House lawmakers are kicking off their antitrust investigations of technology companies by focusing on an industry crippled by the rise of big tech: local journalism.

The House Judiciary Committee, which announced a broad antitrust probe into the technology industry will hold its first hearing for the probe on June 11. The hearing, titled “Online Platforms and Market Power, Part 1: The Free and Diverse Press,” will focus in particular on how the dominance of Google and Facebook in online advertising has hurt the economic viability of local news organizations.

Rhode Island Rep. David Cicilline, who chairs the House Judiciary sub-committee responsible for the hearing, says the decline of local journalism has been one of the most devastating consequences of the rise of the tech giants, and must be illuminated.

“This is about the ability of people to access truthful, reliable local news which is essential to the functioning of our democracy,” he says. “The loss of a diverse and free press has consequences for the future of our democracy.”

As readership has shifted from print to online, local news organizations have been hit particularly hard by the strangle-hold Google and Facebook have on digital ad money. One media investment firm estimated that the two companies would take in 85% of all digital ad spending for 2018. The revenue loss has been disastrous for the viability of local news. According to a 2018 report from the University of North Carolina, nearly 1 in 5 newspapers, nearly 1,800 in total, have closed over the last 15 years.

While Google and Facebook have both pledged hundreds of millions of dollars into initiatives to help mitigate this problem, Cicilline says it doesn’t solve the larger issue of adequately compensating news organizations for creating content.

“You’re seeing examples all over the country where local newspapers are going out of business, laying people off, and they don’t really have the ability to negotiate because these two companies are so large and so dominant.”

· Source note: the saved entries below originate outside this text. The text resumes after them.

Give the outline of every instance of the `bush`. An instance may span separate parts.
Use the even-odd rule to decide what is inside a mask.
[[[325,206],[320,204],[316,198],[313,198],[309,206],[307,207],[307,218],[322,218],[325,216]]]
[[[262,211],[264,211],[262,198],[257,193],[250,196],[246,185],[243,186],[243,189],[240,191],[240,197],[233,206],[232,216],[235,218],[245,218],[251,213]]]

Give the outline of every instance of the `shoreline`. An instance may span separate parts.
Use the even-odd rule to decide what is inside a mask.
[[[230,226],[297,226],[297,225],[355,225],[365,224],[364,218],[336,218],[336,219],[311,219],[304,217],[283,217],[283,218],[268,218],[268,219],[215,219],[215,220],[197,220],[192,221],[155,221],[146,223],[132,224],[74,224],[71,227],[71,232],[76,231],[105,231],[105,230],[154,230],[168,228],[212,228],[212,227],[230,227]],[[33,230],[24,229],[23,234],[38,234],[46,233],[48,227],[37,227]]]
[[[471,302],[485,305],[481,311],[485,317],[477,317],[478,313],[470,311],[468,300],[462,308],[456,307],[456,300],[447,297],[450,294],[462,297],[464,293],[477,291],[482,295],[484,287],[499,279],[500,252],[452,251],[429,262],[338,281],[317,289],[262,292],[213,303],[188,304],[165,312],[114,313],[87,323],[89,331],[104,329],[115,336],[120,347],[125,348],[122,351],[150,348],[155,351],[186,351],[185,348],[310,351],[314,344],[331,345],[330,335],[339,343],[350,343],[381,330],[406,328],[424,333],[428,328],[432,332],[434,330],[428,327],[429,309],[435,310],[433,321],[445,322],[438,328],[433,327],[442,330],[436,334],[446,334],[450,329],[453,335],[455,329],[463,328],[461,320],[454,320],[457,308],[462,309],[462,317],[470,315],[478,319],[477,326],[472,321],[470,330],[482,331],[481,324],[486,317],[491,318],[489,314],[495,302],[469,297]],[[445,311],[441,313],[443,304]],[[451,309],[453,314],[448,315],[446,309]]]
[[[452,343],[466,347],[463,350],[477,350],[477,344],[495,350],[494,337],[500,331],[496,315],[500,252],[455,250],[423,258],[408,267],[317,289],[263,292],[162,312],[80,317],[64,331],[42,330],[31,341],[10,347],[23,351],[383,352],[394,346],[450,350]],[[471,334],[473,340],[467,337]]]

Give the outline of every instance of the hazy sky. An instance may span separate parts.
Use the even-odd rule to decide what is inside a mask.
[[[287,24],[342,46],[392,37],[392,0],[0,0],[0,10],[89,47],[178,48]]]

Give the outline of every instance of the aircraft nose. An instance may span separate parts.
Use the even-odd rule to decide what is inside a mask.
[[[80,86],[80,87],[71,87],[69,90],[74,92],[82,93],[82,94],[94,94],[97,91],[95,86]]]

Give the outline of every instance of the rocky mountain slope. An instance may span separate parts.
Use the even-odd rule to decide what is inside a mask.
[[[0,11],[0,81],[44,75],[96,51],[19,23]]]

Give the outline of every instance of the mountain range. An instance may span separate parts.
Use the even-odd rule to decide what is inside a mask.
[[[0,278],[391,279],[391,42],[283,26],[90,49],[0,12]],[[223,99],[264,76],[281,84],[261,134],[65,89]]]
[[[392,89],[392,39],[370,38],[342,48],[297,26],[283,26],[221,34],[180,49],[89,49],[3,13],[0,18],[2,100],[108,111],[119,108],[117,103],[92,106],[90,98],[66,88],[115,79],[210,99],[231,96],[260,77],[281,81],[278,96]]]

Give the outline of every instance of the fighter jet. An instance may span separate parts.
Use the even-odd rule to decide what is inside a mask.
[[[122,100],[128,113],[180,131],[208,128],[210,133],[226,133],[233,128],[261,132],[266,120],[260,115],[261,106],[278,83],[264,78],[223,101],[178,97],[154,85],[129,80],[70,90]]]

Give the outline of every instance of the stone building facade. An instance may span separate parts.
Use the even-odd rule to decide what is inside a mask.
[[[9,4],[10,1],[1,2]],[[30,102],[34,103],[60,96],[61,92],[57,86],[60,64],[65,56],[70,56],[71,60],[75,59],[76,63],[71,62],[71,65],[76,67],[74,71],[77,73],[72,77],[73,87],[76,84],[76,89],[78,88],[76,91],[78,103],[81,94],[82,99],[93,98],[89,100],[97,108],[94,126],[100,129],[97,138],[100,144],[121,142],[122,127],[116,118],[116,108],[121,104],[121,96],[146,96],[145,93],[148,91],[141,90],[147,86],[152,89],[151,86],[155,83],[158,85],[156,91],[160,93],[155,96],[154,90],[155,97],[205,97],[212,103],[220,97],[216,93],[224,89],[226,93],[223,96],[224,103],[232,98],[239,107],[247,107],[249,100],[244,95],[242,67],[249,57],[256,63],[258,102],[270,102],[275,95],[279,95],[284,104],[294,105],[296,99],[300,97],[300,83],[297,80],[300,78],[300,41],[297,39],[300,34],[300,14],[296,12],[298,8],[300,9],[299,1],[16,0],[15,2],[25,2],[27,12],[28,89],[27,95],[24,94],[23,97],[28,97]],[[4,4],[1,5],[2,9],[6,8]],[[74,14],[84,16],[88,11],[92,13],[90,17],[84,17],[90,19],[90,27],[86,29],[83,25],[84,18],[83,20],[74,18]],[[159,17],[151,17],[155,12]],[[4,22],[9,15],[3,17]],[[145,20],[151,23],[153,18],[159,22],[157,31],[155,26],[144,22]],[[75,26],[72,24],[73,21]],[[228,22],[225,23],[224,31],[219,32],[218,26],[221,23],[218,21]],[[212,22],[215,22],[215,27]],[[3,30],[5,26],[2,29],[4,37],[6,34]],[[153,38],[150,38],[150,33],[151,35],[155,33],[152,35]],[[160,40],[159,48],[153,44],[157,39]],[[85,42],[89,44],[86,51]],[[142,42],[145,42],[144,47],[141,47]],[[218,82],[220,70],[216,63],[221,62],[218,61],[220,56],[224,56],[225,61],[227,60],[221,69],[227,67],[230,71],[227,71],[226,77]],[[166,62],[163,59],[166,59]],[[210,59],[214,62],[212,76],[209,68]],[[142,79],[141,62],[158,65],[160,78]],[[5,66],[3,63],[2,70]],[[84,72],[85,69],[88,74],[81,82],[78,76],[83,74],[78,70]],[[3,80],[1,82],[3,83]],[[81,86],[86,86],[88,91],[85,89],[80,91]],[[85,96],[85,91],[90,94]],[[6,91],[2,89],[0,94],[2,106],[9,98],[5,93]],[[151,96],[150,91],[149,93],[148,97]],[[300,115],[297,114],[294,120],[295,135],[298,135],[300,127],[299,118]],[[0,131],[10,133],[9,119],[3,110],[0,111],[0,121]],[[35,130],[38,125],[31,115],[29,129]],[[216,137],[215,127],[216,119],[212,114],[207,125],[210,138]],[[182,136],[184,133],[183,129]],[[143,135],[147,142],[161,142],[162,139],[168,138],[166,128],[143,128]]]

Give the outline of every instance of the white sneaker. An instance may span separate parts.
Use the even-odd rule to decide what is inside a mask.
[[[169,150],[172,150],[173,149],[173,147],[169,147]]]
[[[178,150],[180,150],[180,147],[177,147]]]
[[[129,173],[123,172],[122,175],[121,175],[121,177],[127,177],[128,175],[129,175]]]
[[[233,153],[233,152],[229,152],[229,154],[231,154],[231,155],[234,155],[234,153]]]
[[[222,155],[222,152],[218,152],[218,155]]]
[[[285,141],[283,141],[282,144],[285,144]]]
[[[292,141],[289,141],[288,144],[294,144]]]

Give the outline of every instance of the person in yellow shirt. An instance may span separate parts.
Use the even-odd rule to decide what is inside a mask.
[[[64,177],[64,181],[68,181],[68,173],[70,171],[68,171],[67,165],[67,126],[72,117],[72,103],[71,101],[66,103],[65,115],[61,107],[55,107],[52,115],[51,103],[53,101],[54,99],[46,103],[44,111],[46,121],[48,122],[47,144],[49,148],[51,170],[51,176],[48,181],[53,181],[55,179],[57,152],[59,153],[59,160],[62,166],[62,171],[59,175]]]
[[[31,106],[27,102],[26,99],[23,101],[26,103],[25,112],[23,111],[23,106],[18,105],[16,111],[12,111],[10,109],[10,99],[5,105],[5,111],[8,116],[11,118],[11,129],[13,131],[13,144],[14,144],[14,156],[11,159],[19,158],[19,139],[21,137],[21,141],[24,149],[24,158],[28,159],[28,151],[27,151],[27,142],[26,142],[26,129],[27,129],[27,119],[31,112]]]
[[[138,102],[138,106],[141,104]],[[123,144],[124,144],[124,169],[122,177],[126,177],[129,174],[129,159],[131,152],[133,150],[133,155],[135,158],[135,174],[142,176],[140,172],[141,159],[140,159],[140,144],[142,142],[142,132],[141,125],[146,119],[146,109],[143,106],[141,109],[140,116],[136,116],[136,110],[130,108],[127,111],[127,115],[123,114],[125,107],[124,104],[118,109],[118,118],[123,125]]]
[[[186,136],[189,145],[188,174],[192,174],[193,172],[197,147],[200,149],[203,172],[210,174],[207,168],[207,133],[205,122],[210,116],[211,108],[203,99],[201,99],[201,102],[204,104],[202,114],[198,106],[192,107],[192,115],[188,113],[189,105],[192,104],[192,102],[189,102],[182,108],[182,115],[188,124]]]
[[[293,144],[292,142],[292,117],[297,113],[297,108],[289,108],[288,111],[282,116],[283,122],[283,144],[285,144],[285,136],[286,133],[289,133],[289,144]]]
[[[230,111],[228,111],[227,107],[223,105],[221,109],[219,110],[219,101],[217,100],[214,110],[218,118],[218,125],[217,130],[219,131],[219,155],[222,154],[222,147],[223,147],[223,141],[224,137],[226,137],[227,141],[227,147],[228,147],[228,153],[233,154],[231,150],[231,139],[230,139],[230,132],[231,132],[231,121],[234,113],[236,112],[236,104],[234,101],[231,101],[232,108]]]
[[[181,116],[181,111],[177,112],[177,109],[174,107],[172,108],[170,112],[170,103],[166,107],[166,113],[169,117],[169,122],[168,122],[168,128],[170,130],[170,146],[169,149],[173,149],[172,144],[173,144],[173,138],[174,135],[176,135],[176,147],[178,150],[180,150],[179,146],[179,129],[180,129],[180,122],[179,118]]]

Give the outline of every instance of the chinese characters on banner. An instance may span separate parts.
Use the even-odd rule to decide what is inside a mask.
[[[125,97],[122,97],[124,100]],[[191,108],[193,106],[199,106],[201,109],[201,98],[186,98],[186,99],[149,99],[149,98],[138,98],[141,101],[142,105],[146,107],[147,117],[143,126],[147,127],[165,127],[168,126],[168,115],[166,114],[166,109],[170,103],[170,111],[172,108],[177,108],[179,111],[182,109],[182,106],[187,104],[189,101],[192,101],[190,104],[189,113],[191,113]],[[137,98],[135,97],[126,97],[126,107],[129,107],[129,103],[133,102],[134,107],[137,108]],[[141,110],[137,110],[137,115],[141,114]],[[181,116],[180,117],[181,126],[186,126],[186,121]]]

Three witnesses are scheduled to appear so far at the hearing, although more could be added. They are: Gene Kimmelman, the president of Public Knowledge and a former senior antitrust official at the Department of Justice; David Chavern, the president of News Media Alliance, which represents 2,000 newspapers across the U.S. and Canada; and Sally Hubbard, Director of Enforcement Strategy at the Open Markets Institute, who worked on antitrust issues in the New York state government.

The Judiciary Committee announced on June 3 that it was opening a bipartisan investigation into the major technology companies like Google, Facebook Apple and Amazon, primarily designed to assess whether they are stifling competition. Cicilline aims to have a report completed by the end of 2020 with recommendations, including legislative fixes. But on a broader level, he says, the investigation will enable lawmakers to investigate the efficacy of antitrust laws in the 21st century.

“It’s easy to identify what the problems are and the anti-competitive behavior,” he says. “It’s harder to develop a solution. One of the values of the investigation is [making sure] we have the best data and the best thinking, so as we craft a response to this monopoly moment we are living in in this country we do it by relying on the best data and evidence.”